Poorer school results for kids with phones

'Potentially unprecedented impact'
  • Deborah Condon

Children who own a mobile phone by the age of nine perform less well in school tests by the age of 13, new Irish research has found.

According to researchers from the Economic and Social Research Institute (ESRI), children are ‘increasingly getting access to mobile phones, and mobile phone ownership is now occurring at a time in children's lives where their literacy and numeracy skills are developing'.

They set out to determine if there was any link between phone ownership and academic outcomes, and whether delaying ownership benefitted children.

"The mobility of mobile phone technology allows it to have a potentially unprecedented impact on children's development. It can seamlessly cross into school and home settings and it is difficult for parents and teachers to supervise and monitor usage, as it accompanies the child throughout the day.

"Consequently, the frequency of engagement with mobile phone technology is likely to be far higher for than other forms of technology," they noted.

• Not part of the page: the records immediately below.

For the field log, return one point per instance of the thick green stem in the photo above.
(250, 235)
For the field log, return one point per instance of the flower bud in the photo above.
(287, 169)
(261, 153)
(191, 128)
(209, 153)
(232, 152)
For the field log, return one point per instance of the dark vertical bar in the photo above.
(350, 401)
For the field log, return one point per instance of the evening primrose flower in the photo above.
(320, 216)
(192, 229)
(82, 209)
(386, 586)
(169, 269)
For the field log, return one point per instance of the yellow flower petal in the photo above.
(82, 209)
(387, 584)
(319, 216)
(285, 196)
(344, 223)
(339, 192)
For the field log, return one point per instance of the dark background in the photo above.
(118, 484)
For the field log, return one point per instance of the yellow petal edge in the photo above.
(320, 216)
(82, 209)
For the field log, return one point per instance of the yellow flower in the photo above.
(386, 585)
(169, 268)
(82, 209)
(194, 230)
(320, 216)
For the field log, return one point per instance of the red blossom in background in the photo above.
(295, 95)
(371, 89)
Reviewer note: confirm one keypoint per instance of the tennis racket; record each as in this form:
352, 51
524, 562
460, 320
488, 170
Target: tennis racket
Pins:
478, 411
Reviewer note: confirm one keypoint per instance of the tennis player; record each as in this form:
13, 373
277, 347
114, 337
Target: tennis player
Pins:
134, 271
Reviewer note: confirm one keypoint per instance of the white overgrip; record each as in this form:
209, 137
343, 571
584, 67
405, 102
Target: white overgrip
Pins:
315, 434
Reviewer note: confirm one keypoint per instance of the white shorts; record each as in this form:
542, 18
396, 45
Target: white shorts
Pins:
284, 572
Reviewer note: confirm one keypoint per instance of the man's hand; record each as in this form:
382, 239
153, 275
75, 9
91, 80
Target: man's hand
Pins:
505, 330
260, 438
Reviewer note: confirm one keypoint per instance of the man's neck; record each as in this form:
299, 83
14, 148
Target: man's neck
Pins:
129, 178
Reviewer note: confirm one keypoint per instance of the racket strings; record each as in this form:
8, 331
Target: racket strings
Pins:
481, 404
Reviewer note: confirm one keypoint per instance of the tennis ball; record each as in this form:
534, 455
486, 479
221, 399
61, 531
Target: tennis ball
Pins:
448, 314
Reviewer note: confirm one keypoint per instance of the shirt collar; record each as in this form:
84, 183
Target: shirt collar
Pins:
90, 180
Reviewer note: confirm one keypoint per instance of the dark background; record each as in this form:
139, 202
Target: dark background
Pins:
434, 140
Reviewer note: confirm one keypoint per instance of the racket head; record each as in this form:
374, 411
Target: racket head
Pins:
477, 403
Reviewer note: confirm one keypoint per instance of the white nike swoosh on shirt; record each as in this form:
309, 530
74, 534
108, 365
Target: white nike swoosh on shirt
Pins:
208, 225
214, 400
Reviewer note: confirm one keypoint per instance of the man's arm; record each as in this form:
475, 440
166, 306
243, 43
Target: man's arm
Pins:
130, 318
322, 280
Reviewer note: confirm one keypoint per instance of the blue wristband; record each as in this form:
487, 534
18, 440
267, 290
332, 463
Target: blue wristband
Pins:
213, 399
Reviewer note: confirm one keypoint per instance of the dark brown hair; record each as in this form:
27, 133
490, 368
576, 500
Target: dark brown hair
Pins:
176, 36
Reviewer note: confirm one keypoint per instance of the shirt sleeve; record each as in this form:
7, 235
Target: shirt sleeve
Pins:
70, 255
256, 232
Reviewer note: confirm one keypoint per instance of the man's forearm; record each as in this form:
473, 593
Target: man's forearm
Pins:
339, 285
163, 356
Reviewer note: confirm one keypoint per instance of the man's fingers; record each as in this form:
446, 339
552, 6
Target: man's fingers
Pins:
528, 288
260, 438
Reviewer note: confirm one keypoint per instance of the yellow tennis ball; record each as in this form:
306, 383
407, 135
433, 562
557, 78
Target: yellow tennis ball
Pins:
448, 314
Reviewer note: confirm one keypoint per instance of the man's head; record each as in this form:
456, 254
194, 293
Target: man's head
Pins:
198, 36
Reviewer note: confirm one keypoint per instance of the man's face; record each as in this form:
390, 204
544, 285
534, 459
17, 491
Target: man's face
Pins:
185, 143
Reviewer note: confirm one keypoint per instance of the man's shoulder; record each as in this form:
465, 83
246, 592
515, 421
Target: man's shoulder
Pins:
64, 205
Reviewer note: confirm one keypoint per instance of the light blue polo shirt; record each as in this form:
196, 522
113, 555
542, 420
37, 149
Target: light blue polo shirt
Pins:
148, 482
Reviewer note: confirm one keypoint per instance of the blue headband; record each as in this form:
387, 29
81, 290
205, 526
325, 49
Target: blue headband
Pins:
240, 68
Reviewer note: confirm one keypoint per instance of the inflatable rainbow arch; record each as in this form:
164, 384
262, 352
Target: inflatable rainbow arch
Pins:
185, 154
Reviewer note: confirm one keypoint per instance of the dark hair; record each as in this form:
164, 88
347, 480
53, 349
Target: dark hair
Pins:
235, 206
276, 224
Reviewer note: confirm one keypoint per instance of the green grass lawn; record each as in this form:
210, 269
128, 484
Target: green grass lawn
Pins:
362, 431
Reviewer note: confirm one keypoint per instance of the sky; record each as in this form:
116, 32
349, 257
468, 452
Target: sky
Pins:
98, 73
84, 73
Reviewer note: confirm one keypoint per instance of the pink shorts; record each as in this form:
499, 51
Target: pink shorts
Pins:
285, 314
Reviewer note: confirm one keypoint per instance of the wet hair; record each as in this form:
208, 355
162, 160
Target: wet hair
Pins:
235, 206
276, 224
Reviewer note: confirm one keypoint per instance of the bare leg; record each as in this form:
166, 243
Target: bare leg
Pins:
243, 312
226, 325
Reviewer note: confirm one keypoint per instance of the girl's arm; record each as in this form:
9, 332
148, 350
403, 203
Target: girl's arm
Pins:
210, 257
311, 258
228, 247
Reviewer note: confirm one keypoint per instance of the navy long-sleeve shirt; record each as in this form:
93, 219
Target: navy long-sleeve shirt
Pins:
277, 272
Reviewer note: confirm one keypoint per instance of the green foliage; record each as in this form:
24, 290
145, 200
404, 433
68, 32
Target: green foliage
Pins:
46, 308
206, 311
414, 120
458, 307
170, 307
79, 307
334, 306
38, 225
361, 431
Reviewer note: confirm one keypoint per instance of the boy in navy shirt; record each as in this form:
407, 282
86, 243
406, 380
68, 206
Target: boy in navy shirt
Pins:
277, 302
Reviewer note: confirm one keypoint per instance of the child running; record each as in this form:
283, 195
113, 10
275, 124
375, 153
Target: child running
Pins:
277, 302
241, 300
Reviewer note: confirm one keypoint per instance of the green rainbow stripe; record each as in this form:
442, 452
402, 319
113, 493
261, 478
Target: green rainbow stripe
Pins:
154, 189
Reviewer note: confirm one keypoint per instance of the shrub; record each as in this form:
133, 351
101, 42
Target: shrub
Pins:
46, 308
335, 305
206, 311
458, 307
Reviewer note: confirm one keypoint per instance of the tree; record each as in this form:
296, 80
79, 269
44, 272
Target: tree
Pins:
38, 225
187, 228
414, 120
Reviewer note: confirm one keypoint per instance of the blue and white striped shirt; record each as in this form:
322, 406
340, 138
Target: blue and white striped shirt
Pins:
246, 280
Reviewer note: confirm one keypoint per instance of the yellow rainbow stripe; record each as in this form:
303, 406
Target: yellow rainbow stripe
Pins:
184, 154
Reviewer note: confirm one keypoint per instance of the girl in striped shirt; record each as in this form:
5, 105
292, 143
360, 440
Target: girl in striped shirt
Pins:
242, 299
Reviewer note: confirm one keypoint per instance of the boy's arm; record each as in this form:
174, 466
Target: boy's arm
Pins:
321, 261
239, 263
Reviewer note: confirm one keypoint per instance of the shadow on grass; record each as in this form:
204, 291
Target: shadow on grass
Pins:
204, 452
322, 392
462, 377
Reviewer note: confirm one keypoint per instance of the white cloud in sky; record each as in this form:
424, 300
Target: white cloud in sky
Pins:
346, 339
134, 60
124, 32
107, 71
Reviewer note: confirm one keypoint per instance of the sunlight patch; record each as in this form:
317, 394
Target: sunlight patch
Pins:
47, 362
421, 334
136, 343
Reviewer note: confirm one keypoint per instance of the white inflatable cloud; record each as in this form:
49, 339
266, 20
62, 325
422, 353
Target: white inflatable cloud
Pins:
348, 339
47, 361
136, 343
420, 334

The researchers used data from 8,500 children taking part in the Growing Up In Ireland study - an ongoing study which has been monitoring the development of nearly 20,000 children since 2007.

They found that 40% of children in Ireland own a mobile phone by the age of nine. Furthermore, in both reading and maths, these children ‘fare less well in terms of their academic development as they move into adolescence'.

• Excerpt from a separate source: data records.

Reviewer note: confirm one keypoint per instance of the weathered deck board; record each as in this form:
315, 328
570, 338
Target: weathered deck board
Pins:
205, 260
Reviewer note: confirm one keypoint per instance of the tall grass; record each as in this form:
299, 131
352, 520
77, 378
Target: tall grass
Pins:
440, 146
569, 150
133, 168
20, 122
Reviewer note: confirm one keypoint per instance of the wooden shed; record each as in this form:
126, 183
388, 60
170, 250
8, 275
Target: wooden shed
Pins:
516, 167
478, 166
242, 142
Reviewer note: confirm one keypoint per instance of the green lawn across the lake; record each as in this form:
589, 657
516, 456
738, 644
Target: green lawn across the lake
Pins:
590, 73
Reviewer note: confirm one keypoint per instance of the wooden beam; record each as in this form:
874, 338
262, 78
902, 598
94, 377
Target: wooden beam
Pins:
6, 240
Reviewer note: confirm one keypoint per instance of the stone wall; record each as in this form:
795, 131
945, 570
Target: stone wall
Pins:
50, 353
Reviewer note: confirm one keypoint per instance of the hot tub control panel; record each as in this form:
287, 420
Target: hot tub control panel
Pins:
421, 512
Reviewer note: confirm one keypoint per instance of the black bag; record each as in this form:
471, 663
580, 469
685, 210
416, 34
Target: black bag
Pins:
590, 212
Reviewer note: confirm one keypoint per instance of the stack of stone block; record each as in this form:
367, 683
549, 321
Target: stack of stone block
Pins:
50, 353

Those who had a phone from the age of nine scored an average of 4% less in standardised reading and maths tests at the age of 13.

The researchers noted that children attending more socially disadvantaged schools were more likely to own a mobile phone by the age of nine, while children with parents who have a higher income and a higher level of education were less likely to have their own phone by the same age.

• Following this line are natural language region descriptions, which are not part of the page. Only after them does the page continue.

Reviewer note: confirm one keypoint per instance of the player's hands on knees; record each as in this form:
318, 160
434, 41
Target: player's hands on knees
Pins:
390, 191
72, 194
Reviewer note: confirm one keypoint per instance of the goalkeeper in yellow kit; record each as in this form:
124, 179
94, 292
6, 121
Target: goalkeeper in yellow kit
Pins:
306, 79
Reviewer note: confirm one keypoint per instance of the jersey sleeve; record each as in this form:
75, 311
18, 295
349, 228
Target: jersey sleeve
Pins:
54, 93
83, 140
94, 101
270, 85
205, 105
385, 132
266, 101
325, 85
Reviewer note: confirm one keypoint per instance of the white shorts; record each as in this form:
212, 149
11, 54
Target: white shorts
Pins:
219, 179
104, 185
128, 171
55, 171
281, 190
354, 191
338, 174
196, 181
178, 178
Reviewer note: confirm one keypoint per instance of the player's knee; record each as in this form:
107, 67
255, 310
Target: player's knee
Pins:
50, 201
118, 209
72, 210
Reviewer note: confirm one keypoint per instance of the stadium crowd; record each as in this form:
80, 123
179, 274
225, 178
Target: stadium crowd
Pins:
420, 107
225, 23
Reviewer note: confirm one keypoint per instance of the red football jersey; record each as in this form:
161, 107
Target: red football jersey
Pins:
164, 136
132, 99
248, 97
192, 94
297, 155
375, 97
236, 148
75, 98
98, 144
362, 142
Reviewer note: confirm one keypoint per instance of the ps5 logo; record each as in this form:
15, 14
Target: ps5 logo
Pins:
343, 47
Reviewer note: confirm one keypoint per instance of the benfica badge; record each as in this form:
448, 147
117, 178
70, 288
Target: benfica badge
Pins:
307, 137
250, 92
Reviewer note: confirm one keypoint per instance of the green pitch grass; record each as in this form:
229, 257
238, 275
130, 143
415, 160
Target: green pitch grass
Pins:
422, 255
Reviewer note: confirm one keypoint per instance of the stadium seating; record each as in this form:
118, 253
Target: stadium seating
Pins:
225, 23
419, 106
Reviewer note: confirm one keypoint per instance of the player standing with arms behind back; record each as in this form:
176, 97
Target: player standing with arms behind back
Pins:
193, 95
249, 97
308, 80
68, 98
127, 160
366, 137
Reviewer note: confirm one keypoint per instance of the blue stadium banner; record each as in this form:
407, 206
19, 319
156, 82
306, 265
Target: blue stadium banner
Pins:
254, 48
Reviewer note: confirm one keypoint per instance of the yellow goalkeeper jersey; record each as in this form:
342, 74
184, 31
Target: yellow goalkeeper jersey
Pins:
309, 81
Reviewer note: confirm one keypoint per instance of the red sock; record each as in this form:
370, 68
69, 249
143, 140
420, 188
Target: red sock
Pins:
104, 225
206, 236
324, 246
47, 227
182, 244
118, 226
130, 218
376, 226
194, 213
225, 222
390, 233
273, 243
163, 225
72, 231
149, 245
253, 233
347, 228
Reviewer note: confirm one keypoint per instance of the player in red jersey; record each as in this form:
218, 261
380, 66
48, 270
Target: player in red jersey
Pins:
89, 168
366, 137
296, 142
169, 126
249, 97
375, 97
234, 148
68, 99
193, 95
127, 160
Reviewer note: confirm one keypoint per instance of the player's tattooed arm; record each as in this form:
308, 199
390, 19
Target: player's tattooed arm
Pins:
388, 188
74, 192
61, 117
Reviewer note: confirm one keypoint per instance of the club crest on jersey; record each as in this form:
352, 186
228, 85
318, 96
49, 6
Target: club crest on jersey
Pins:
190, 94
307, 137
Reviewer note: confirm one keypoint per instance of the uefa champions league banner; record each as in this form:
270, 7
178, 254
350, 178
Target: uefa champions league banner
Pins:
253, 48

However, the observed link between mobile phone ownership and test scores remained even when factors which usually influence tests scores, such as socioeconomic class, were taken into account.

The researchers suggested that the findings may help schools to make decisions about access to such devices during school hours, particularly primary schools.

"The findings suggest that there may be significant educational costs arising from early mobile phone use by children. Parents and policymakers should consider whether the benefits of phone availability for children are sufficiently large to justify such costs," they said.

According to ESRI associate research professor, Selina McCoy, this is the first time the ESRI has looked at the impact of mobile phone ownership on children's academic development.

"It is important to keep monitoring this going forward in order to provide evidence for the growing debate about the potential effects of screen time and mobile phone use on young people in Ireland," she said.